Ed. note: my employer is a member of the Linux Foundation. The views in this post are — as are all posts on this site — my personal views and do not represent my employer or any other organizations. You knew this already, but I thought it would be good to remind you.
Last week, after leaving SCaLE, I headed to Half Moon Bay, California for the Open Source Leadership Summit. It’s an invitation-only conference run by the Linux Foundation. This year it was held at the Ritz-Carlton Half Moon Bay, a very nice resort hotel with an ocean view. This was dramatically different from most tech conferences I’ve attended previously. That difference was the source of some internal struggle I wrestled with. I’ll get to that momentarily, but first my more general thoughts.
This is clearly not a typical tech conference. The number of technical sessions was pretty low, with a greater focus on topics like marketing, balancing corporate & community interests, mentoring, et cetera. Given that the target audience is leaders of corporate open source efforts, this makes sense. The talks I attended were good, with Jim Perrin’s “Damaging your project with management (and leadership)” as my clear favorite. The downside is that with 30-minute time slots, I didn’t feel like there was ever enough time to really get deep into any of the topics.

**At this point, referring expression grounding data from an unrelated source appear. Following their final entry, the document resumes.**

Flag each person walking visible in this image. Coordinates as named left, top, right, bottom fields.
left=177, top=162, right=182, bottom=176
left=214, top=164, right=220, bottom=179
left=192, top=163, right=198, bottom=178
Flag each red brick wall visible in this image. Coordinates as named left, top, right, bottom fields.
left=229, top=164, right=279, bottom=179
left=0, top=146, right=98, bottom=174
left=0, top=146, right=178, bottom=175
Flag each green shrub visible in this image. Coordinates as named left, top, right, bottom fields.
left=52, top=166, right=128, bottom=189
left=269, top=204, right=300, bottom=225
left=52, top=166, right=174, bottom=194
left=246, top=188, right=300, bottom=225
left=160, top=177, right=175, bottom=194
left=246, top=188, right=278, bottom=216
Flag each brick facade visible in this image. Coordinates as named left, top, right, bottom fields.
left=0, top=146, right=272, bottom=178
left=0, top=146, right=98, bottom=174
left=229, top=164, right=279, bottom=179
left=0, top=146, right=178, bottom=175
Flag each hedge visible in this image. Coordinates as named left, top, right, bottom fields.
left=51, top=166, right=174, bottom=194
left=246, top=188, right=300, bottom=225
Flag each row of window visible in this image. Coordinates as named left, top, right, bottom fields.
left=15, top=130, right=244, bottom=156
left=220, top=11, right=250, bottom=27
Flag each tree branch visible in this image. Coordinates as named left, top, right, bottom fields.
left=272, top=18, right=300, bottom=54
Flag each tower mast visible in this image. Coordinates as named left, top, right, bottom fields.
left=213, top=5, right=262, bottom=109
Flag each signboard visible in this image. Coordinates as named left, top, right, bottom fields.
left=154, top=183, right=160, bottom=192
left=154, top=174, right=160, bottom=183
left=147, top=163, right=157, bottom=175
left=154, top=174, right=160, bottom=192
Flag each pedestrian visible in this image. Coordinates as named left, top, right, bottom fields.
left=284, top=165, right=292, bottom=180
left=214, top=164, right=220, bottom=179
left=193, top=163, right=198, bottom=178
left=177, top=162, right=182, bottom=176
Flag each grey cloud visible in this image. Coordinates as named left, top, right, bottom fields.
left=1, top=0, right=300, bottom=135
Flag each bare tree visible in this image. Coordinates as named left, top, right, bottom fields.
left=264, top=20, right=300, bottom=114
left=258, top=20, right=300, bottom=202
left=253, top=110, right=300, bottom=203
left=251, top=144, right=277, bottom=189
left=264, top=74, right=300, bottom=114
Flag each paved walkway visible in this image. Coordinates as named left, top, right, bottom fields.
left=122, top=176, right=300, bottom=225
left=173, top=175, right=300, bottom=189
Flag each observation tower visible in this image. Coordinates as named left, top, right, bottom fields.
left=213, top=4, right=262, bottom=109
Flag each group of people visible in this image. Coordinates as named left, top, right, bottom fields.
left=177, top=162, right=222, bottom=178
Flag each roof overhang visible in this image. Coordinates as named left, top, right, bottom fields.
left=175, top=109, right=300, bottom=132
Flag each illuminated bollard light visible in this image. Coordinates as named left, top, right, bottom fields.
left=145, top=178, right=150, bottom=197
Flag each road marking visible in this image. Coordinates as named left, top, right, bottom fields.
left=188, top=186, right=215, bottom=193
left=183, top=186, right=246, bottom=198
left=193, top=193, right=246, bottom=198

That might be better for the state my attention span was in after over a week of travel and conferences, but it’s not great for getting a lot of value out of the talks.

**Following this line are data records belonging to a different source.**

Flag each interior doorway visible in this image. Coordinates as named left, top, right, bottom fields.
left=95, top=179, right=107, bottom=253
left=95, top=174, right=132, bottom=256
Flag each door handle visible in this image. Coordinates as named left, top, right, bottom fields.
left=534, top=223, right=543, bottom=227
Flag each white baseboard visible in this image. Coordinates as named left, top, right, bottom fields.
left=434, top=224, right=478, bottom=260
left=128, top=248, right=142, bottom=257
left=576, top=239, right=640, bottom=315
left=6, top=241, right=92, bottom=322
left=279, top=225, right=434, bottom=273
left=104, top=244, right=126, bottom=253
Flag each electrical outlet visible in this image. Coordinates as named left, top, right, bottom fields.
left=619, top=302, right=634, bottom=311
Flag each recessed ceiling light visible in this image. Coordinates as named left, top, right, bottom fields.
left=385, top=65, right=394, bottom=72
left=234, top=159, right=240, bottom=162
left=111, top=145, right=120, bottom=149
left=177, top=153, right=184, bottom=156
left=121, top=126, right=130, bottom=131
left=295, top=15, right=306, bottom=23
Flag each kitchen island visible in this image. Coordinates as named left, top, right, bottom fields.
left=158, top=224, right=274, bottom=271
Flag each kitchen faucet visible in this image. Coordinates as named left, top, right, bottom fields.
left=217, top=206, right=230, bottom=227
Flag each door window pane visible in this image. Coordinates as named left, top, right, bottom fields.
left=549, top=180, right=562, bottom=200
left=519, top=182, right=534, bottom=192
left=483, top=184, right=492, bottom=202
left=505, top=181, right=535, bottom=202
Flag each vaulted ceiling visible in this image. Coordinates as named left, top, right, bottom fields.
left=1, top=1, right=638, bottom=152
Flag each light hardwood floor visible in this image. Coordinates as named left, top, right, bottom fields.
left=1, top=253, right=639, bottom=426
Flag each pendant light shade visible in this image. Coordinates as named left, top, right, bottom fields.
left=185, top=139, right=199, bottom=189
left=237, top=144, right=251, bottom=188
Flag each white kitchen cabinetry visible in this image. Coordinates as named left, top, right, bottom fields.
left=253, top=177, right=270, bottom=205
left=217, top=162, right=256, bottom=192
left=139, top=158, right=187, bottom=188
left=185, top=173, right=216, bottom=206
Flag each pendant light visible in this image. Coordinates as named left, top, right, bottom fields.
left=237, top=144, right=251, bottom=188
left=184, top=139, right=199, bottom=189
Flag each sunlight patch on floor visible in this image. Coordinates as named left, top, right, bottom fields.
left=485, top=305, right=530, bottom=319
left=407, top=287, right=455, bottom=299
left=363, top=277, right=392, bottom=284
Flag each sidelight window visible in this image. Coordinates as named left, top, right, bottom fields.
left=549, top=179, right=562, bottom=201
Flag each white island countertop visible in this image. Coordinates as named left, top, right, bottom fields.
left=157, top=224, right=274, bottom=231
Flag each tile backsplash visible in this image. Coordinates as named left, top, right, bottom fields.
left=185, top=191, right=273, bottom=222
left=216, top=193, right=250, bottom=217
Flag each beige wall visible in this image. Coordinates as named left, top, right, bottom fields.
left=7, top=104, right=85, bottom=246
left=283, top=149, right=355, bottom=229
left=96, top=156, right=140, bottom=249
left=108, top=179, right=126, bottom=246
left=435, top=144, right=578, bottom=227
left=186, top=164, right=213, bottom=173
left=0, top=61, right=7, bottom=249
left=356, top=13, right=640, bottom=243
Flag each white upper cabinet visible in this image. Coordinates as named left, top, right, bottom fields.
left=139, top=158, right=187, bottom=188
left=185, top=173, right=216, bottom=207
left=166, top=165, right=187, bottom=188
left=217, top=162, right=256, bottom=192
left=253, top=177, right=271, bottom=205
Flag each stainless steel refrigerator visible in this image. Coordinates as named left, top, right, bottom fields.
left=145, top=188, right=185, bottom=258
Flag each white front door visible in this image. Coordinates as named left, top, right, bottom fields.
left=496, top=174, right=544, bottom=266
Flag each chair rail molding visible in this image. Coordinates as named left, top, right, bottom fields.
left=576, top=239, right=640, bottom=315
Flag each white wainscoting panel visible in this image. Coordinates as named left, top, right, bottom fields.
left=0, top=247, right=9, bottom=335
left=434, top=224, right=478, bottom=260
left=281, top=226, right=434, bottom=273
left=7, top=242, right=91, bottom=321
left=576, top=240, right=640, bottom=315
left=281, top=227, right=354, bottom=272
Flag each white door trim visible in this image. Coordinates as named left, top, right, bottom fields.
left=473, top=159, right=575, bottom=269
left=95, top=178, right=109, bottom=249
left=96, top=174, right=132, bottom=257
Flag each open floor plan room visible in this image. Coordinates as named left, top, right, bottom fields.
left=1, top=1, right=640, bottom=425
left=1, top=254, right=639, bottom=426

The marketing panel that I was on was well-received. I thought we did well. Panels can be terrific or terrible and I’d like to think we were closer to the terrific end of the spectrum. All of the panelists had different, complimentary experience, so we were able to give non-repetitive answers. And we all kept our answers pretty short so that the conversation could flow. The audience was into it, as well, which always helps. And I’m glad to say that “Jennifer”s outnumbered men.
So now for my internal struggle. I saw the conference referred to as “open source Davos” and it’s hard to disagree with that. Jessie Frazelle was unrestrained in her criticism:
Coming on the heels of Bradley Kuhn’s “It’s a Wonderful Life” analogy at SCaLE, this criticism really stuck out to me. Yes, I get paid well to work on an open source project, but I still live in a world where staying at a resort like the Ritz-Carlton Half Moon Bay leaves me wide-eyed. How many tech conference travels could we have funded with the budget for lunches? How much test gear could be provided for the cost of the evening socials? Why is it called “Open Source Leadership Summit” when the leaders of major open source projects aren’t invited to attend?

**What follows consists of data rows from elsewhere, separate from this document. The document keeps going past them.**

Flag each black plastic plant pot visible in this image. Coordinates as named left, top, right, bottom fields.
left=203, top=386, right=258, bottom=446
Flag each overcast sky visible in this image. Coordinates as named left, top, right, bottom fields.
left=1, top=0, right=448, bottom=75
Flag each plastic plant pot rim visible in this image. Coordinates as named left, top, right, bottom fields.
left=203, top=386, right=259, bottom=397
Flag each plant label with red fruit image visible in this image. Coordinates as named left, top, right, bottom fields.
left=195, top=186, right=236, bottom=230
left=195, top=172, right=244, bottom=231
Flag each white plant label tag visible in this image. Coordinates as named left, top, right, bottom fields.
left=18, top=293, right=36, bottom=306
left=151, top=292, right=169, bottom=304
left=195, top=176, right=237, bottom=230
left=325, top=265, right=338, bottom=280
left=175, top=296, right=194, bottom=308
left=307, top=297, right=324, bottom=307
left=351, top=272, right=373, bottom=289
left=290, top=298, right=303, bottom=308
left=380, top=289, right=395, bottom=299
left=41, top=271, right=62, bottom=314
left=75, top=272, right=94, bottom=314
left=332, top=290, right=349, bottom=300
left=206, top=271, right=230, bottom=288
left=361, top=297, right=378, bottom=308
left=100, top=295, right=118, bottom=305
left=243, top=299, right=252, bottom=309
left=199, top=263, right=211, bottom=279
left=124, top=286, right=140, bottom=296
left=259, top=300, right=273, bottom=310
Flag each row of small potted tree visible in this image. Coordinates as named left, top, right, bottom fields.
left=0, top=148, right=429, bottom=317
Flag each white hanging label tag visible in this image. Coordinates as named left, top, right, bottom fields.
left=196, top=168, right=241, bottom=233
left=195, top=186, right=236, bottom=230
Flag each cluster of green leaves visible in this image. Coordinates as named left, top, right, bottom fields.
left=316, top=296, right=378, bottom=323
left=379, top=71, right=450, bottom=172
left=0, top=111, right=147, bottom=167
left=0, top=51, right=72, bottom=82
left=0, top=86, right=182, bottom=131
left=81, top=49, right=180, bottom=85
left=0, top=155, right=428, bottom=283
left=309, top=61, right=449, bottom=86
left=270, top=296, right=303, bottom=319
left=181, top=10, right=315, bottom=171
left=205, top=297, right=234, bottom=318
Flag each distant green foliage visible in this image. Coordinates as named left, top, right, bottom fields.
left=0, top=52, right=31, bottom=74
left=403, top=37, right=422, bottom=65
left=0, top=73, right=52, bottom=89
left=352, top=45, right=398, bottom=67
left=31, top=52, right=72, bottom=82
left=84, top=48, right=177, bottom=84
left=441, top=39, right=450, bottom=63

Well the answer to that question is “this isn’t the sort of leadership we meant”. A friend said this is the sort of event that corporate execs and senior management attend. If you want to get your message to them, that’s what you have to do. I understand that argument, and the practical side of me gets it. The ideological side of me says “well then we’ll do it without them!”
The Linux Foundation and similar foundations are trade associations, not charities. They’re not obligated to act in the public good. Maybe they could stand do to a little more of that, obligated or no. But ultimately, they’re doing what trade associations do. They advance their corporate interests in the way they see fit. If we want to redirect them toward community benefit, maybe pitching talks that give the message we want them to hear is the approach to take. Or maybe that’s just what I’ll tell myself to justify going on a junket.